NOM chairman Brian Brown rarely responds to anybody on Twitter, but this morning he couldn’t resist the above image posted by activist Scott Wooledge, who was reacting to a screed posted yesterday by Brown on NOM’s blog. An excerpt:
You may have read the completely misleading headline this week: “Children of Same Sex Couples are Happier and Healthier than Peers, Research Shows” (Washington Post, July 7). The sensationalized headline is yet another example of the mainstream media and their active agenda to push the redefinition of marriage across America. You’ll remember the Pew Research study of media coverage of gay marriage where they found that stories sympathetic to redefining marriage outnumbered those sympathetic to preserving marriage by a five to one margin. The media’s bias and intellectual dishonesty when it comes to the marriage debate allows them to trumpet a recent Australian study as if it is proven fact, while at the same time being highly critical of the New Family Structures Study and other research that challenges their political posture on the issue. The subject of the headline is a farce of a study based on bad methodology. The survey the Post reports on was done in Australia and purports to show that children of same-sex parents actually are better off than their peers being raised by a mother and father. We know of course that there is no basis for such an outrageous claim, and a closer look at this Australian survey itself confirms our skepticism about it.

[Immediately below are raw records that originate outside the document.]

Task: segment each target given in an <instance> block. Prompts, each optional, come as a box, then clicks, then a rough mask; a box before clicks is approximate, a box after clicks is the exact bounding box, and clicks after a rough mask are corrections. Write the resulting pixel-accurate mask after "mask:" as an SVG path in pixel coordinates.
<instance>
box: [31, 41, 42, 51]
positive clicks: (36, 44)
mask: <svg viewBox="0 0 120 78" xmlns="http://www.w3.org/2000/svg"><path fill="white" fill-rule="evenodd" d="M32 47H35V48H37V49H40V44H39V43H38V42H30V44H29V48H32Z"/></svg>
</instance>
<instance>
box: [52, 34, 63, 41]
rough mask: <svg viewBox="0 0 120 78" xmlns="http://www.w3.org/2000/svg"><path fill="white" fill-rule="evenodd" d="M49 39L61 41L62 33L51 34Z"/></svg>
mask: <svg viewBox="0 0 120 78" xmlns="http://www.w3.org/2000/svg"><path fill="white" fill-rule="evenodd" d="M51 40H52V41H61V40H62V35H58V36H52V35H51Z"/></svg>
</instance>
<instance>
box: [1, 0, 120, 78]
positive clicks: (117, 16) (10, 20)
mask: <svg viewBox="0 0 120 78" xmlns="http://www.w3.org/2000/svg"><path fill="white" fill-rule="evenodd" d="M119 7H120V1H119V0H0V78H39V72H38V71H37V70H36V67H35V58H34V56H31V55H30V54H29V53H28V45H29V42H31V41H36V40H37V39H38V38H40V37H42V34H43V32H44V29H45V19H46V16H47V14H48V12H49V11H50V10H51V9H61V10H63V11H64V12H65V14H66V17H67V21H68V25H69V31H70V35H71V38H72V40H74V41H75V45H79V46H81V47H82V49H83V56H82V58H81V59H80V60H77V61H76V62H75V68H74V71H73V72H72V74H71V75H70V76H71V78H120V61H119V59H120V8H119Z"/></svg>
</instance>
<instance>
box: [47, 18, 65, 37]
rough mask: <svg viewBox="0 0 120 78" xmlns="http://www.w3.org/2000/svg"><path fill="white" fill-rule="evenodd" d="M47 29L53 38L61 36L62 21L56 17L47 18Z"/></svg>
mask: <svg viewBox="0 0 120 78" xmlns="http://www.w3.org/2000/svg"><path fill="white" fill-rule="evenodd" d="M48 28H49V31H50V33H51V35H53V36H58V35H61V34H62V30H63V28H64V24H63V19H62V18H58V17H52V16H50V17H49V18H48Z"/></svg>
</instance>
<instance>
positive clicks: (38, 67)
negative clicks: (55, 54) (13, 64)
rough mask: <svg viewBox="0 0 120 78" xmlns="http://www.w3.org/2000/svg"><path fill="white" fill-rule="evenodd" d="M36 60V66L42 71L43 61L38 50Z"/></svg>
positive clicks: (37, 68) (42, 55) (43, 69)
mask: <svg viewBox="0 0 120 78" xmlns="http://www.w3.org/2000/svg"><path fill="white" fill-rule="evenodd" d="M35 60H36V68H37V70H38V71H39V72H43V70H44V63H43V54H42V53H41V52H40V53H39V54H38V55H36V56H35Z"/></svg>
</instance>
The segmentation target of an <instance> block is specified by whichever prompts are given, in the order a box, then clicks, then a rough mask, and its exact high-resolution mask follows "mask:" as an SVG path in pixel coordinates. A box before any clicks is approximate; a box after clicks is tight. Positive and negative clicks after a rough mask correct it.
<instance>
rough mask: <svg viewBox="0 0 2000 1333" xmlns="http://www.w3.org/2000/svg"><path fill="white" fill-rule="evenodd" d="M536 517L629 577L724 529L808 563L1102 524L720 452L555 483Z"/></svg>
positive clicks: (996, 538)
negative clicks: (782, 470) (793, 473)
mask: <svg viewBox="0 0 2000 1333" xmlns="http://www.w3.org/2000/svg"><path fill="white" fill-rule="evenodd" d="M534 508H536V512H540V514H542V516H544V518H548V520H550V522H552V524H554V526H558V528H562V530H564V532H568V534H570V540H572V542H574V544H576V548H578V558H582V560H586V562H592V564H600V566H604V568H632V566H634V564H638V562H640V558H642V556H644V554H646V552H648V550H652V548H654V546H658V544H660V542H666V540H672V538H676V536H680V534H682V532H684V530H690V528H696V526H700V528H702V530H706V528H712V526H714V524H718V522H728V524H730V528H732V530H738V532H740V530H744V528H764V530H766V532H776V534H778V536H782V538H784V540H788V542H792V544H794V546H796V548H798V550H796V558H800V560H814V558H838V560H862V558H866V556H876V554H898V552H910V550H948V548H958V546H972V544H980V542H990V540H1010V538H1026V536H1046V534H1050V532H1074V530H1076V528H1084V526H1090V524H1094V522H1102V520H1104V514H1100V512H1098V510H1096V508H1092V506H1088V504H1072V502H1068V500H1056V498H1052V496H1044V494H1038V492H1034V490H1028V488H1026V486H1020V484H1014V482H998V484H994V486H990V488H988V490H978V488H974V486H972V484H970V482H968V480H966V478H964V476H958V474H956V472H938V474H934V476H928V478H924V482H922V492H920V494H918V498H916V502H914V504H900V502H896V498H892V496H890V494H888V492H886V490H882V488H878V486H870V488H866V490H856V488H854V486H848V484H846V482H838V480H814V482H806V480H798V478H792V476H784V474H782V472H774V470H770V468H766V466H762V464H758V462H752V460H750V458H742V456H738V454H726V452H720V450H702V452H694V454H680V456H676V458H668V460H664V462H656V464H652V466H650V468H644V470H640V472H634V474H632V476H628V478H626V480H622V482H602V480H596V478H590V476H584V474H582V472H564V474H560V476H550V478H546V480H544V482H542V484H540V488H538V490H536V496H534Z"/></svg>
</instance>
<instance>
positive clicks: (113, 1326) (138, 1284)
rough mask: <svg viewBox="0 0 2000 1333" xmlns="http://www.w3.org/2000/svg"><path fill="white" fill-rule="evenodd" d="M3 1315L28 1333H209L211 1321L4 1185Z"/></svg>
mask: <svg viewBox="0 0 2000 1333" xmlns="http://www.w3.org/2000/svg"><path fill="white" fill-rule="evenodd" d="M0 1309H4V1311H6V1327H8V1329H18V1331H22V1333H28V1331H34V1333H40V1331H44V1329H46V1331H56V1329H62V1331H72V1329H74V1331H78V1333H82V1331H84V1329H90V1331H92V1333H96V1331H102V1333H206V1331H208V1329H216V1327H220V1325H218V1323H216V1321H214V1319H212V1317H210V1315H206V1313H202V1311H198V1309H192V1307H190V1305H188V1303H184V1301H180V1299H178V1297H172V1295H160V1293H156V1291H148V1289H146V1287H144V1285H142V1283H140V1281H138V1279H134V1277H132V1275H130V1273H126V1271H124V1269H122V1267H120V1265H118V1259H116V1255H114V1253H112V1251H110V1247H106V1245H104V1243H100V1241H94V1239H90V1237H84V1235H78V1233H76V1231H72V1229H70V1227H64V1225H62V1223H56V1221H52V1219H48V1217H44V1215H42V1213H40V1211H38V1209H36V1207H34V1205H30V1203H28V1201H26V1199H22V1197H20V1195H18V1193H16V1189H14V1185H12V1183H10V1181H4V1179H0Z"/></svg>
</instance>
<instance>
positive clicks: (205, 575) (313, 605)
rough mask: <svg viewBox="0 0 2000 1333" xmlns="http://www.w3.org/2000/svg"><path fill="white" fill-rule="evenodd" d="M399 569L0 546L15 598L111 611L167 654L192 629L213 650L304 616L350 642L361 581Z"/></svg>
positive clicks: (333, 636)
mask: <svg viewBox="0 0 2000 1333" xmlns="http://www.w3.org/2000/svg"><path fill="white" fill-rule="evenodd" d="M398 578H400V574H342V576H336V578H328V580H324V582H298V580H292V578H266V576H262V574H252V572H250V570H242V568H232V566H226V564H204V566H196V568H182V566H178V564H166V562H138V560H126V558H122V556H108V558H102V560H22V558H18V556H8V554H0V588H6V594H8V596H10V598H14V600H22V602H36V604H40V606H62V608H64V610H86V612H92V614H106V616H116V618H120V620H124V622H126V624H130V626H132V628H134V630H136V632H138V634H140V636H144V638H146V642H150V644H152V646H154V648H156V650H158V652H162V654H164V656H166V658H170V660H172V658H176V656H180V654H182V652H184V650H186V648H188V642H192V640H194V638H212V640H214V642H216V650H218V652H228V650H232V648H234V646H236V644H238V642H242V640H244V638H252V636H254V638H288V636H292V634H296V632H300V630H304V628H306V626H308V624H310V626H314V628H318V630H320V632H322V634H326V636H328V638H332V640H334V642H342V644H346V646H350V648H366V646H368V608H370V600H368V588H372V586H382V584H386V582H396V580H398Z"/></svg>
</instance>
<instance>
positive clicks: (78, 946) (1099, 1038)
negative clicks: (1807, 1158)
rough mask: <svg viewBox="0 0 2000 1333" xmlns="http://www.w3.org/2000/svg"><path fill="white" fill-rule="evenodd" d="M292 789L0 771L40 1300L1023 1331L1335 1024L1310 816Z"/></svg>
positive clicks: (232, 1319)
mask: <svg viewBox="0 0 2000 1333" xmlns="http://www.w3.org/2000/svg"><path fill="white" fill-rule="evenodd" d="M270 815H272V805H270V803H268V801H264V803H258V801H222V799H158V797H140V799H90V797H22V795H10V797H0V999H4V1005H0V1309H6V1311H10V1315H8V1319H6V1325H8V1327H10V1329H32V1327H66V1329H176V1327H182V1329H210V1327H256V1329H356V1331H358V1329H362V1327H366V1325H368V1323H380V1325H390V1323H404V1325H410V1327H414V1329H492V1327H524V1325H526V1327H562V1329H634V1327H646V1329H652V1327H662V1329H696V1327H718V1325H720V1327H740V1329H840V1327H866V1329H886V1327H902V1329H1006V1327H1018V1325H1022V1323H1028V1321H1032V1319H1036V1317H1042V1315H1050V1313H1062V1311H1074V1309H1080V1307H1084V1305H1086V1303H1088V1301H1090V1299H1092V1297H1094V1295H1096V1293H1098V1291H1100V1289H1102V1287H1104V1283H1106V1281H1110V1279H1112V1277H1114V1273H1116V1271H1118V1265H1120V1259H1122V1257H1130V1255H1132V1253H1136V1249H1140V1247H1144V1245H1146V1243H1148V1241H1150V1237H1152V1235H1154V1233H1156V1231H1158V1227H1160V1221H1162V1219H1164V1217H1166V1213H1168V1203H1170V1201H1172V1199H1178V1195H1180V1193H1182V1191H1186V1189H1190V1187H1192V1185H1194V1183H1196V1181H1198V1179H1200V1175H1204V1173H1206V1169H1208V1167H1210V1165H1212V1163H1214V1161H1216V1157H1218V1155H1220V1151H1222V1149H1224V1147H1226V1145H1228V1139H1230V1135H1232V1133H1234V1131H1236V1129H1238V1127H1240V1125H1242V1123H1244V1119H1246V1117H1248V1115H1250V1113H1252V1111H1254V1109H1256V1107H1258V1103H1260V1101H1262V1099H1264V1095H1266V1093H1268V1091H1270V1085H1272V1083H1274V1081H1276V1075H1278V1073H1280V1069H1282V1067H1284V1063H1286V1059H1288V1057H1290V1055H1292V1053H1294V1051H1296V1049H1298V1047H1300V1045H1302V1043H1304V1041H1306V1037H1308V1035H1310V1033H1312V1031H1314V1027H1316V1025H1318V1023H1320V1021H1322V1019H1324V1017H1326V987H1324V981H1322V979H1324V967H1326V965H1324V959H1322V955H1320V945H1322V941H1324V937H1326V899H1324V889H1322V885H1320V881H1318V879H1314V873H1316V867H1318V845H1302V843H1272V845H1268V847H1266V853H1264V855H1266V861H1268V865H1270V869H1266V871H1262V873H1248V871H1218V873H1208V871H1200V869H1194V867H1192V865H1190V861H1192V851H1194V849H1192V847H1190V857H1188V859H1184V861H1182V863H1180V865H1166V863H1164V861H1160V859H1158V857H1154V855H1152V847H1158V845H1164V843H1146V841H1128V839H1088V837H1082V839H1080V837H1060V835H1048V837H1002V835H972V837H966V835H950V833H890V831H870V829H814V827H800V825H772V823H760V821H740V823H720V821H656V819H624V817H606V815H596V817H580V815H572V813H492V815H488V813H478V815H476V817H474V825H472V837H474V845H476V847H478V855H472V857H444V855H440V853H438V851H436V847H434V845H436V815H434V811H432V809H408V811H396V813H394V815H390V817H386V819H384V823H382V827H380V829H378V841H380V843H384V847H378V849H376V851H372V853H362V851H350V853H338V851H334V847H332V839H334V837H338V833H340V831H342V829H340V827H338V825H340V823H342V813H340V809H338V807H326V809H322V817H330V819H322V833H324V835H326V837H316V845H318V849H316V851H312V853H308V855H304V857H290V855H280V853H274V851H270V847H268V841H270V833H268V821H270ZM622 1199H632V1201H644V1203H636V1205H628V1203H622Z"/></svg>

On Wednesday, Regnerus himself denounced the Australian study in a lengthy rant published by the Witherspoon Institute. Here’s how he begins:
Imagine if evangelical sociologists set out to document how the children of evangelical Christian parents fare in life. Imagine that they begin their effort by recruiting parents of children who attend Sunday School classes at places like Wheaton Bible Church outside Chicago and Saddleback Community Church in Orange County, California—both located in prosperous communities with above-average social capital and support for families, children, and faith. They choose this approach because churchgoing, self-identified evangelicals with children under age eighteen comprise less than 3 percent of the population of American adults (this is true), and the researchers figure it will be easier to recruit participants than to evaluate those who might show up randomly in a population-based sample. They know a random sample is best, but they cite “cost constraints” and “difficult research constraints” in justifying their decision to use a convenience sample. Would the social scientific community consider this study a solid one, employing high-quality sample selection methods and useful both for understanding the experience of Christian households in America and for comparing this group of children with other children? To put it mildly, it’s unlikely. And I would agree with them.